In order to solve this, we have 2 steps of code generation. In this diagram, solid arrows represent the code generation DAG and dashed arrows represent the code dependency DAG:

code generation DAGs

At a high level,

  • Declarations.yaml contains the function signatures for the whole Torch C++ API.
  • Custom binding generation reads all the declarations, and whenever possible, generating
    • glue code for crossing between C/C++ (the generated C/C++ API),
    • glue code for using the (yet to be generated) OCaml foreign functions in OCaml (the generated OCaml wrapper),
    • and ctypes bindings.
  • Stub generation uses the ctypes library, reading the bindings and generating C and OCaml stubs. These are just glue code to handle C/OCaml FFI. Note that we have some manually-written C++ functions and bindings that get generated stubs.
  • There are an extremely small number of manually-written stubs (just 1 as of writing) that ctypes cannot handle.
  • A combination of the generated OCaml wrapper and manually written wrapper provide an actually usable OCaml API. These are further built upon in the main library (not pictured).

Memory management

A large part of this complexity is driven by memory management.

Avoiding memory leaks

It is challenging to write manual FFI stubs without memory leaks or race conditions. We use ctypes to make sure we get this right on the vast majority of functions. Although it requires a second code generation step, this spares us from reinventing stub generation.

Cleaning up tensors

We ensure that tensors are freed when OCaml garbage collects them. To do this, each Tensor is equipped with a custom finalizer. This could be done on either the C++ or OCaml side. However, the API to inform OCaml of a tensor's true size in memory only exists in C++ (the custom block API). Without this, OCaml would not know when to garbage collect on CPU and would OOM easily.

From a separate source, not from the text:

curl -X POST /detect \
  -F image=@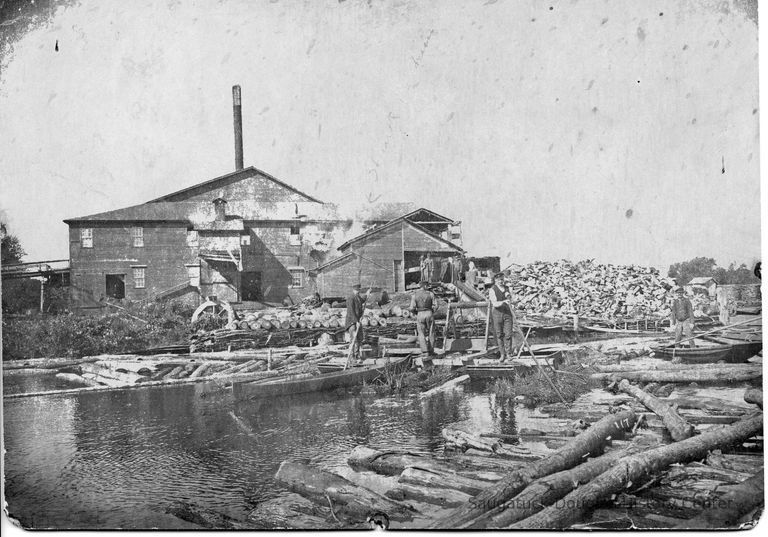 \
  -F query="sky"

[0,0,761,270]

Each C++ torch::Tensor is essentially an intrusive pointer to a TensorImpl that stores the real information about the tensor. TensorImpls contain a reference count, and whenever a new intrusive pointer is created or destroyed, that reference count changes. We can't pass these torch::Tensors directly to OCaml, though, so instead we work with TensorImpl *s and use the release/reclaim(_copy) Torch API for intrusive pointers. The finalizer on each garbage-collected OCaml tensor just does a reclaim, allowing the refcount to decrement to 0 when the resulting torch::Tensor goes out of scope.

Note that OCaml is unaware of GPU memory usage. GPU users may need to manually garbage collect.

Raw tensors and GC tensors

One wrinkle in this setup is that ctypes cannot handle custom blocks. Since we want the bulk of our stubs to be generated by ctypes, we create a distinction between raw_tensors and gc_tensors.

raw tensor GC tensor
has finalizer? no yes
GC knows its size? no yes
FFI input for C? no yes
FFI output from C? yes no
ctypes type void ptr void ptr
C++ type TensorImpl * TensorImpl *

The only way to convert from a raw_tensor to gc_tensor is with the hand-written, non-ctypes function with_tensor_gc. It is used copiously in the generated OCaml wrapper code to ensure we only surface GC tensors to the user.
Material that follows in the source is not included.